Sindirim sularının çıkışı tam yukarıdaydı. Dikeni ağzıma soktum ve çekiçli denizatının mukusundan bir miktar aldım. Gizemli koyu mavi sıvıyı elime döktükten sonra mukusu dikkatlice dikenin üzerine, ucundan aşağıya doğru uyguladım. Bunu, tıraş edilecek bir bölgeye tıraş kremi sürer gibi hassas ve dikkatli bir şekilde yaptım. Eğer tıraş kremi deriyi jiletten koruyorsa mukus da dikeni sindirim sularından koruyordu.
"Başla".
Dikeni sindirim sularının geldiği yere doğru salladım. Açı doğruydu ve maksimum gücümü kullandım. Sindirim suları dikenden aşağı aktı ve ön kolumdaki deriyi eritti. Korkunç bir acı hissettim ama durmadım. Eğer burada bir hata yaparsam her şey biterdi.
[Özel yetenek 'Dördüncü Duvar' acının bir kısmını dindirdi.]
Şap, şap. Gurrrrrrrrrr...
Çok geçmeden, diken salınım noktasını sıkıştırdı.
"Sadece bir tane."
Derin bir iç çektikten sonra belimden başka bir diken çıkardım. Çekiç denizatının mukusunu başka bir dikene uyguladım, başka bir açıklık buldum ve onu tıkadım.
[Birkaç takımyıldızı sakinliğinize hayranlık duyuyor.]
[Takımyıldızları size 200 jeton sponsor oldu.]
Bu yöntemi üç açıklığı kapatmak için kullandım. Bazıları kalmıştı ama küçük açıklıklar büyük miktarlarda sindirim sıvısı salmıyordu. Etrafıma sıkıca bağlanmış üst kısımda bir diken kalmıştı. Geriye sadece bir diken ve iki mukus cebi kalmıştı.
Kalan mukusu cildimde ve giysilerimde kullandım ve sonra kalanını boğazımdan aşağı döktüm.
"Kup."
Dilimdeki balık tadı mide bulandırıcıydı ama ölmekten daha iyiydi. Bu acı, o andan itibaren yaşanacak felaketin yanında hiçbir şeydi. Yaklaşık beş dakika sonra tüm mide titremeye başladı.
...Başlamıştı.
Kieeeeeeek-!
İhtiyozor acı dolu bir çığlık attı. Midenin duvarındaki kan damarları kıvranıyordu ve dikenler gözle görülür bir şekilde kan damarlarına doğru genişliyordu. Açıklıklardaki dikenler agresif büyüme faaliyetlerine başlamıştı. Bunun nedeni, taş domuzunun dikenlerinin deniz suyu türlerinin vücut sıvılarına tepki olarak büyümesiydi.

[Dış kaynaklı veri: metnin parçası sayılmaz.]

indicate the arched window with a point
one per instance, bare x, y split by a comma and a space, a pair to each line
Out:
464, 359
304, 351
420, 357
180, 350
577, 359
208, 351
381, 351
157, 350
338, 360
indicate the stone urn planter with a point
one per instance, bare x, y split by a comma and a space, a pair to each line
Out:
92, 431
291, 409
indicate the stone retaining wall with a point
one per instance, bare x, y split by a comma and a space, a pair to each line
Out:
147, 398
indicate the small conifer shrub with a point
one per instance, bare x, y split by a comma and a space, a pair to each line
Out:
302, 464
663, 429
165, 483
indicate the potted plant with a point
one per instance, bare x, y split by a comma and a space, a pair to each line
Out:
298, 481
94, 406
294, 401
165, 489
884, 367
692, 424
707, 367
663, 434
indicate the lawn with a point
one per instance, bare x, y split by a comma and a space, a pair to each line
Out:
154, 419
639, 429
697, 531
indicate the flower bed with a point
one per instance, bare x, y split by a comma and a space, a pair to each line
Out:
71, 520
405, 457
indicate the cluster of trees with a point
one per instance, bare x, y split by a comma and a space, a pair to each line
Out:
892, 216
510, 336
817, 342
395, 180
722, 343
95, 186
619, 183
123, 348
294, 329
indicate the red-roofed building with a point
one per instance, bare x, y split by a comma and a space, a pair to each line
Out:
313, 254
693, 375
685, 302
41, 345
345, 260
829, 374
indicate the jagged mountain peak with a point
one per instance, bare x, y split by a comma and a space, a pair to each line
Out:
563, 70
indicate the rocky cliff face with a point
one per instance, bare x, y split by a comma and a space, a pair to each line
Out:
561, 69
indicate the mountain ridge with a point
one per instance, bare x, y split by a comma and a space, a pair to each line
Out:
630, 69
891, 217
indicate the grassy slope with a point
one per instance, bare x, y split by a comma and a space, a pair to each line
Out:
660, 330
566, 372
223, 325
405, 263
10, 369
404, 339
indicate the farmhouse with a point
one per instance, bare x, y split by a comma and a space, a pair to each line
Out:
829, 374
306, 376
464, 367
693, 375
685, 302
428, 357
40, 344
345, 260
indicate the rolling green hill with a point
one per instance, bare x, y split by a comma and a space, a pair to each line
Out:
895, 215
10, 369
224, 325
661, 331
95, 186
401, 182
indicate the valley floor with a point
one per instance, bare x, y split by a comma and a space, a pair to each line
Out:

Uygulanan mukus nedeniyle sindirim sıvılarına karşı bağışıklık kazanan dikenler, çevredeki sıvıları emerek iktiyozorun vücudunda kök salmaya başlamıştı. Taş domuzunun dikenleri, ihtiyozor tamamen ölene kadar genişlemeyi durdurmayacaktı.
Sıvının ayaklarımın altında dönmesini izlerken, bir dikeni sıkıca kavradım. Elimden gelen her şeyi yapmıştım. Şu andan itibaren, bu zihinsel bir savaştı. Ya ben ölecektim ya da bu hayvan ölecekti. Sadece birimiz hayatta kalacaktı.